Comparison of LRFD/ASD Capacities
On a Load vs. Displacement (Stress vs. Strain) Diagram

Comparison of LRFD/ASD Capacities
On a Load vs. Displacement (Stress vs. Strain) Diagram

The difference between these two methods is that the LRFD method takes into account the individual influence of the specific load (i.e., probabilistic nature of the loads) and matches it to the strength of the material. Therefore, this method is more advanced and more accurately represents the structural behavior under the loads compared to the ASD method. In the ASD methodology, only safety factors differ, as this method employs different safety factors that define (reduce) allowable stress values. That is why the LRFD method is used in most new standards and revised older ones, mainly based on the conservative ASD method. LRFD is commonly used for more complex structures, such as high-rise buildings, bridges, dams, and complex mechanisms, such as lifting appliances.

Design Checks using LRFD and ASD Methodology in SDC Verifier

One of the key features of SDC Verifier is a built-in library of industry standards, design codes, rules and regulations for structural verification in accordance with them. Standards include load sets and design checks that go with the ASD or LRFD methodology.
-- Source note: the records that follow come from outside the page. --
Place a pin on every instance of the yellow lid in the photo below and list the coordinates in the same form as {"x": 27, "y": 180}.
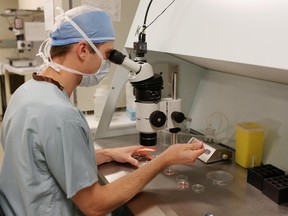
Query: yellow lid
{"x": 250, "y": 126}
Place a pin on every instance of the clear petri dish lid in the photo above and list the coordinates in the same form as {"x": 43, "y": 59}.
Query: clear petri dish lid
{"x": 220, "y": 177}
{"x": 198, "y": 188}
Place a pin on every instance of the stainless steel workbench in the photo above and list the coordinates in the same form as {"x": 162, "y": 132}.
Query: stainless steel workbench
{"x": 162, "y": 197}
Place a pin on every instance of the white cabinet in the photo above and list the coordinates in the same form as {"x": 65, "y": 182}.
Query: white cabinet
{"x": 246, "y": 37}
{"x": 30, "y": 4}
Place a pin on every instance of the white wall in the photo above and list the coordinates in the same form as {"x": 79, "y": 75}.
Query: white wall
{"x": 225, "y": 99}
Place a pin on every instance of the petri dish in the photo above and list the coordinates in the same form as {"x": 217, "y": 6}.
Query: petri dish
{"x": 198, "y": 188}
{"x": 219, "y": 177}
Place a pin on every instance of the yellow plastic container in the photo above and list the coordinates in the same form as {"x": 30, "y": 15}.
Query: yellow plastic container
{"x": 249, "y": 144}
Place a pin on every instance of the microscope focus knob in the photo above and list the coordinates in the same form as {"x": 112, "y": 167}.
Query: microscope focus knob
{"x": 157, "y": 118}
{"x": 179, "y": 117}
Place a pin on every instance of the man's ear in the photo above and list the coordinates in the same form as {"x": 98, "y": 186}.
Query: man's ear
{"x": 82, "y": 49}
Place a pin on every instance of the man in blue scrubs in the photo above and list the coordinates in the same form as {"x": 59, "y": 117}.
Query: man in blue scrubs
{"x": 50, "y": 165}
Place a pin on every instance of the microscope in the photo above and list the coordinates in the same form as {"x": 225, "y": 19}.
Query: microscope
{"x": 153, "y": 112}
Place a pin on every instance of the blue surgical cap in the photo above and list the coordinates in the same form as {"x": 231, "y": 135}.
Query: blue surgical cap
{"x": 94, "y": 22}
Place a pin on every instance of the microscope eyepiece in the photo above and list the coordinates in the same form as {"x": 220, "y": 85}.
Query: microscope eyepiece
{"x": 116, "y": 57}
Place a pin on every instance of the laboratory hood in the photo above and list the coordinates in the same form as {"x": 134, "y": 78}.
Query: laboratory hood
{"x": 242, "y": 37}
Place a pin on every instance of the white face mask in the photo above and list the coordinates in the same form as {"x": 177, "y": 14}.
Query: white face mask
{"x": 88, "y": 79}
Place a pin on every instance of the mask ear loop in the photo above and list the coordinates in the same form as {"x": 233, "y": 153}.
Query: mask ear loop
{"x": 43, "y": 54}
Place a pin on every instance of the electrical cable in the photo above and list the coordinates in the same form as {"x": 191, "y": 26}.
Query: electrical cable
{"x": 145, "y": 19}
{"x": 159, "y": 14}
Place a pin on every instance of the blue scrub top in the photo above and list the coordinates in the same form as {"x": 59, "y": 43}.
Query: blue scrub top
{"x": 49, "y": 153}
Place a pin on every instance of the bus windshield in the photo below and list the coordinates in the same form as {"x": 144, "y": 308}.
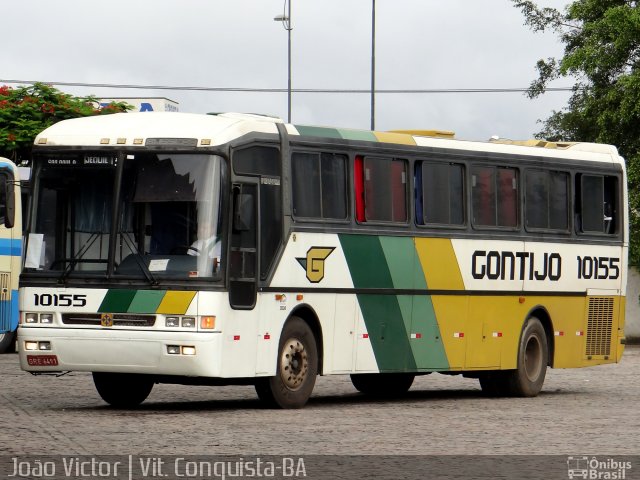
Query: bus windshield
{"x": 167, "y": 216}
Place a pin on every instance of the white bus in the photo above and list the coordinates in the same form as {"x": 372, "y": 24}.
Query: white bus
{"x": 236, "y": 249}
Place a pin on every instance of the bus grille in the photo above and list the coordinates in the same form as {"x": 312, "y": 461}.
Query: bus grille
{"x": 599, "y": 325}
{"x": 5, "y": 304}
{"x": 119, "y": 320}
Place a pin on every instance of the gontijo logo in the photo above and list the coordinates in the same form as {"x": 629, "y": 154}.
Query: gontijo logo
{"x": 314, "y": 262}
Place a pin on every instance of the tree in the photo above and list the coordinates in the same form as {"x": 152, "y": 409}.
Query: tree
{"x": 26, "y": 111}
{"x": 602, "y": 55}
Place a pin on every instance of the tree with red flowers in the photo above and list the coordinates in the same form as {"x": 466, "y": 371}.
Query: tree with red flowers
{"x": 26, "y": 111}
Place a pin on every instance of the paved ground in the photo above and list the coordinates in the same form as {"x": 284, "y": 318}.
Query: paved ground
{"x": 580, "y": 412}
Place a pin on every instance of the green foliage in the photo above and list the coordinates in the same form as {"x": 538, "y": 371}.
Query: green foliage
{"x": 26, "y": 111}
{"x": 602, "y": 56}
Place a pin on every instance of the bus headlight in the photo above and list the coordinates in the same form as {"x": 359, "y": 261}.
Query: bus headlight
{"x": 172, "y": 322}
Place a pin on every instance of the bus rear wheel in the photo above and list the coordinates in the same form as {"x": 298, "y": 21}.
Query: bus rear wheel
{"x": 122, "y": 390}
{"x": 382, "y": 384}
{"x": 527, "y": 379}
{"x": 296, "y": 369}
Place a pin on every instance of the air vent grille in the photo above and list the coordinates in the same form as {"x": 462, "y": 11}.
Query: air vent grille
{"x": 599, "y": 326}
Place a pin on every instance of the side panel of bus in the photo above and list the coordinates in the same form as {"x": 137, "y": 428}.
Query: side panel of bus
{"x": 10, "y": 251}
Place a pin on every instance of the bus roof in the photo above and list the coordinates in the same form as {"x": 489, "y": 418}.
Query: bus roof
{"x": 134, "y": 129}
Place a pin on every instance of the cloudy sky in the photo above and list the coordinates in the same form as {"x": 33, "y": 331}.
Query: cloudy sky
{"x": 420, "y": 44}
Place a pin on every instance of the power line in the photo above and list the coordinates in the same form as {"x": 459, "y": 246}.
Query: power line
{"x": 284, "y": 90}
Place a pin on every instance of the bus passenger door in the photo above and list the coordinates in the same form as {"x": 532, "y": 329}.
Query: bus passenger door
{"x": 243, "y": 249}
{"x": 495, "y": 317}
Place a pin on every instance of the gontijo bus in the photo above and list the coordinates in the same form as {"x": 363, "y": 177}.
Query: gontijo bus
{"x": 383, "y": 255}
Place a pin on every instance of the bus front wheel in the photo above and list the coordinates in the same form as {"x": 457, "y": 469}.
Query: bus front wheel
{"x": 296, "y": 368}
{"x": 122, "y": 390}
{"x": 7, "y": 342}
{"x": 527, "y": 379}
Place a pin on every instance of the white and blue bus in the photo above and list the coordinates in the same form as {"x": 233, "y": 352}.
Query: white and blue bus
{"x": 10, "y": 252}
{"x": 237, "y": 249}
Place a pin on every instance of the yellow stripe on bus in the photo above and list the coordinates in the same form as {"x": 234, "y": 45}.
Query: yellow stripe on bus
{"x": 175, "y": 302}
{"x": 439, "y": 264}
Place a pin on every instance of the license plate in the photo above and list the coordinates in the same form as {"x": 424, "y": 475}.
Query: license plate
{"x": 42, "y": 360}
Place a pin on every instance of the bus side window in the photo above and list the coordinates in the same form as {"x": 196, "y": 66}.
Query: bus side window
{"x": 3, "y": 200}
{"x": 597, "y": 208}
{"x": 440, "y": 193}
{"x": 494, "y": 197}
{"x": 385, "y": 189}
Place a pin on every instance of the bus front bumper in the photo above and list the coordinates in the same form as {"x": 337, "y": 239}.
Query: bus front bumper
{"x": 124, "y": 351}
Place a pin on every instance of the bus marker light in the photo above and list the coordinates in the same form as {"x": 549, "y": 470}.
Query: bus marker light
{"x": 188, "y": 350}
{"x": 208, "y": 323}
{"x": 189, "y": 322}
{"x": 172, "y": 322}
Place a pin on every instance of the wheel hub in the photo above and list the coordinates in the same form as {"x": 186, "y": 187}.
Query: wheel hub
{"x": 294, "y": 364}
{"x": 533, "y": 359}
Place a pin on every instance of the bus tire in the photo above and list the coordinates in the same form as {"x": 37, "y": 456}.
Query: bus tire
{"x": 382, "y": 384}
{"x": 122, "y": 390}
{"x": 533, "y": 357}
{"x": 296, "y": 368}
{"x": 7, "y": 342}
{"x": 493, "y": 383}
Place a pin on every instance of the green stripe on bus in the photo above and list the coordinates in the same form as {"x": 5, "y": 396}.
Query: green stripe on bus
{"x": 117, "y": 301}
{"x": 383, "y": 314}
{"x": 146, "y": 301}
{"x": 364, "y": 135}
{"x": 392, "y": 262}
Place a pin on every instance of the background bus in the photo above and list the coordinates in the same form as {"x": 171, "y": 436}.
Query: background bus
{"x": 375, "y": 254}
{"x": 10, "y": 251}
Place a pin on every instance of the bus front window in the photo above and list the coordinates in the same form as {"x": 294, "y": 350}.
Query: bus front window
{"x": 73, "y": 200}
{"x": 169, "y": 223}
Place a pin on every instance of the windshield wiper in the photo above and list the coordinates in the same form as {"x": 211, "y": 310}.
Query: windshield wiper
{"x": 141, "y": 263}
{"x": 77, "y": 259}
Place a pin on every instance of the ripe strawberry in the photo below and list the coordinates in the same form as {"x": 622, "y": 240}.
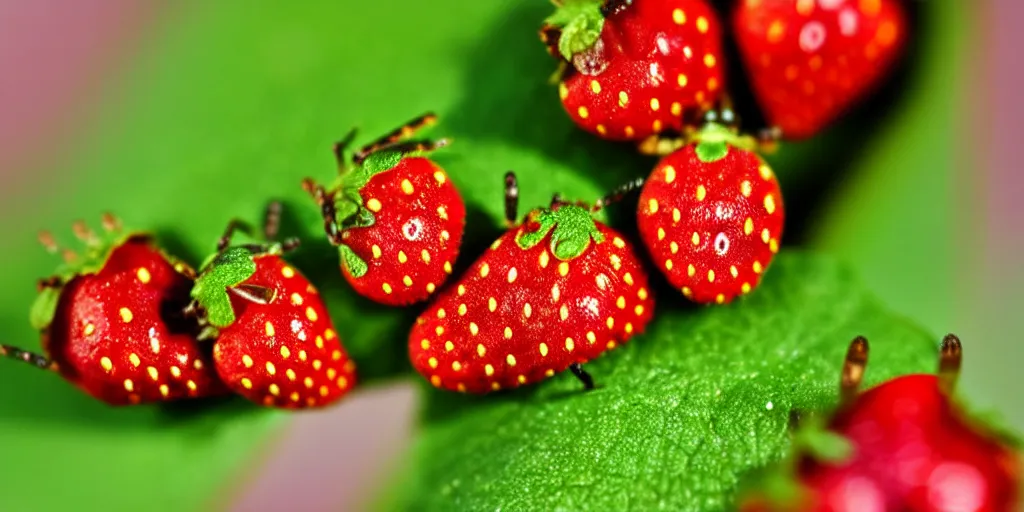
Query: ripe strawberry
{"x": 638, "y": 67}
{"x": 109, "y": 326}
{"x": 711, "y": 215}
{"x": 905, "y": 445}
{"x": 552, "y": 293}
{"x": 395, "y": 216}
{"x": 275, "y": 343}
{"x": 809, "y": 61}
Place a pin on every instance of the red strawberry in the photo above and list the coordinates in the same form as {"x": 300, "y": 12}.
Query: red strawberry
{"x": 275, "y": 343}
{"x": 639, "y": 67}
{"x": 396, "y": 217}
{"x": 711, "y": 215}
{"x": 551, "y": 294}
{"x": 906, "y": 445}
{"x": 108, "y": 323}
{"x": 809, "y": 61}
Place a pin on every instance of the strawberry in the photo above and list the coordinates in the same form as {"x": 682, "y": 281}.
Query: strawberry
{"x": 809, "y": 61}
{"x": 711, "y": 215}
{"x": 109, "y": 326}
{"x": 552, "y": 293}
{"x": 638, "y": 67}
{"x": 395, "y": 216}
{"x": 275, "y": 343}
{"x": 903, "y": 444}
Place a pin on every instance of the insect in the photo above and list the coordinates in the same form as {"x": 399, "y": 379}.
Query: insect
{"x": 810, "y": 61}
{"x": 638, "y": 68}
{"x": 395, "y": 216}
{"x": 111, "y": 322}
{"x": 903, "y": 444}
{"x": 554, "y": 292}
{"x": 274, "y": 341}
{"x": 711, "y": 214}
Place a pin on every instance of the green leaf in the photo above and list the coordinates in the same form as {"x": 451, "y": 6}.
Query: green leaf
{"x": 681, "y": 414}
{"x": 227, "y": 269}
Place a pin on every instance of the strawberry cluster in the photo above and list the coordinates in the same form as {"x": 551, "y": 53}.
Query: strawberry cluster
{"x": 129, "y": 324}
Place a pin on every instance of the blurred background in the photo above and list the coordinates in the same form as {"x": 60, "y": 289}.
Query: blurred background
{"x": 931, "y": 216}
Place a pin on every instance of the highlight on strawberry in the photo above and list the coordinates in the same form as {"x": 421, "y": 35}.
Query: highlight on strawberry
{"x": 273, "y": 341}
{"x": 903, "y": 444}
{"x": 112, "y": 325}
{"x": 630, "y": 70}
{"x": 557, "y": 290}
{"x": 711, "y": 214}
{"x": 395, "y": 216}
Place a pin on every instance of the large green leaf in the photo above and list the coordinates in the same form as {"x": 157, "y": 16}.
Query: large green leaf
{"x": 681, "y": 413}
{"x": 230, "y": 104}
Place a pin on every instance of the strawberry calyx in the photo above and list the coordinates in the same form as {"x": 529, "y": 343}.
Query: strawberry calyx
{"x": 571, "y": 229}
{"x": 581, "y": 23}
{"x": 97, "y": 250}
{"x": 222, "y": 274}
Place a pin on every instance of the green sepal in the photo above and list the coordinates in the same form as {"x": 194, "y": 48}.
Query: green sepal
{"x": 581, "y": 22}
{"x": 713, "y": 142}
{"x": 223, "y": 270}
{"x": 353, "y": 263}
{"x": 43, "y": 308}
{"x": 573, "y": 228}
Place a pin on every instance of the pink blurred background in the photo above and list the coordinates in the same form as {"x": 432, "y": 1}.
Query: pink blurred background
{"x": 51, "y": 85}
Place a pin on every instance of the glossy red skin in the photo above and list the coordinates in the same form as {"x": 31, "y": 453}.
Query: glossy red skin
{"x": 588, "y": 299}
{"x": 720, "y": 216}
{"x": 804, "y": 81}
{"x": 131, "y": 353}
{"x": 297, "y": 361}
{"x": 431, "y": 218}
{"x": 913, "y": 452}
{"x": 646, "y": 53}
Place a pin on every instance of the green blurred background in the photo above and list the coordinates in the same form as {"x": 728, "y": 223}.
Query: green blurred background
{"x": 178, "y": 117}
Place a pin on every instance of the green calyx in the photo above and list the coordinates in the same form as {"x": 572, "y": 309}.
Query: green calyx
{"x": 714, "y": 141}
{"x": 92, "y": 259}
{"x": 226, "y": 269}
{"x": 571, "y": 229}
{"x": 581, "y": 22}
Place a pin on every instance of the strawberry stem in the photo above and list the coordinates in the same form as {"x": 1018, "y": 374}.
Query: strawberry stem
{"x": 581, "y": 23}
{"x": 38, "y": 360}
{"x": 571, "y": 229}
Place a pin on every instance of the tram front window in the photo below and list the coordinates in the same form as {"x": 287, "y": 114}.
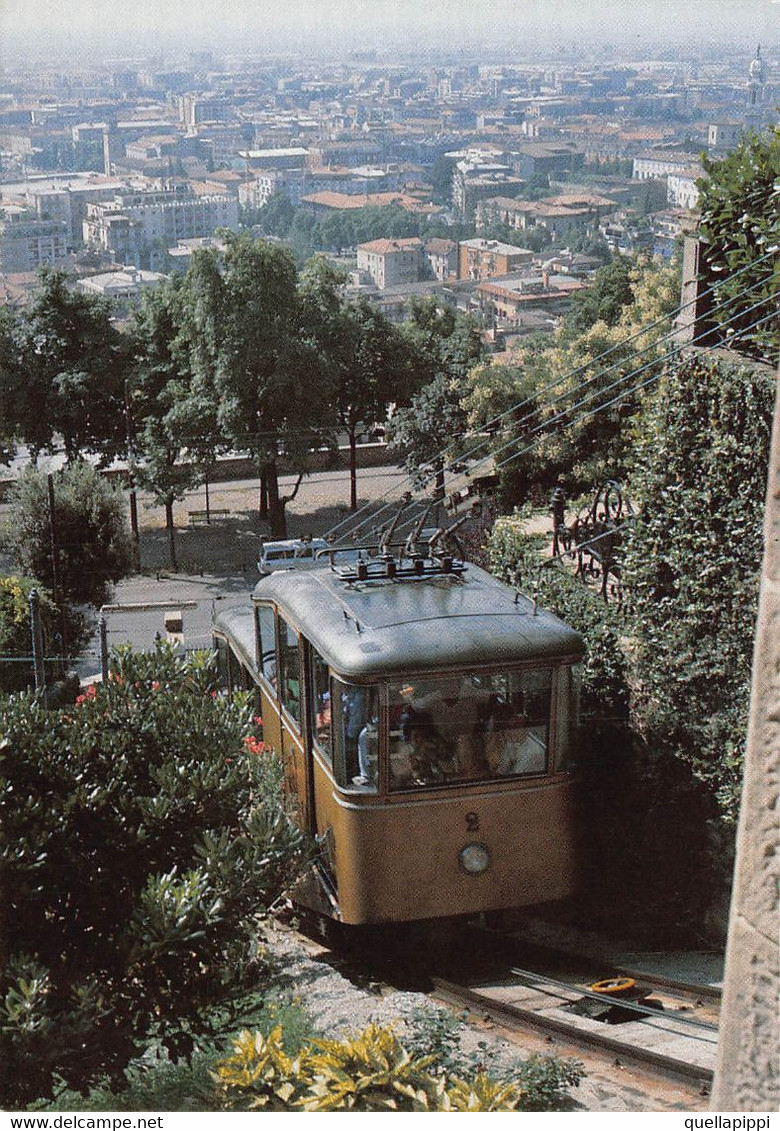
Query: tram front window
{"x": 355, "y": 730}
{"x": 469, "y": 727}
The table below lists some of the standards with corresponding methodology

Design Methods in SDC Verifier standards
Industry Standard Design Methodology
API RP 2A-WSD ASD approach
API RP 2A-LRFD LRFD approach
DNV OS-C201-WSD ASD approach
DNV OS-C101-LRFD LRFD approach
DNV RP-C201 ASD and LRFD approach
DVS 1612 ASD approach
ISO19902 LRFD approach
AISC ASD 1989 ASD approach
EN 13001 LRFD approach
AISC 360-10 ASD and LRFD approach
F.E.M. 1.001 ASD approach
DIN 15018 ASD approach
ABS Plate Buckling (2004 editions), ABS Plate Buckling (2014 editions) LRFD approach
ASME B31.8-2018 LRFD approach
ASME VIII (Div2, 2010) LRFD approach
AIJ-2017 ASD approach
DNV CN30 ASD approach
Eurocode 3 LRFD approach
AS 3990 ASD approach
Norsok N-004:2013 LRFD approach
AISC 360-22 Members LRFD approach
VDI 2230 LRFD approach

Within SDC Verifier, engineers can be confident that their models are built in accordance with industry practices and regulations. In addition, any standard can be converted to a custom for further modification to suit their needs. Using the formula editor, engineers can create standards from scratch following the ASD or LRFD philosophy.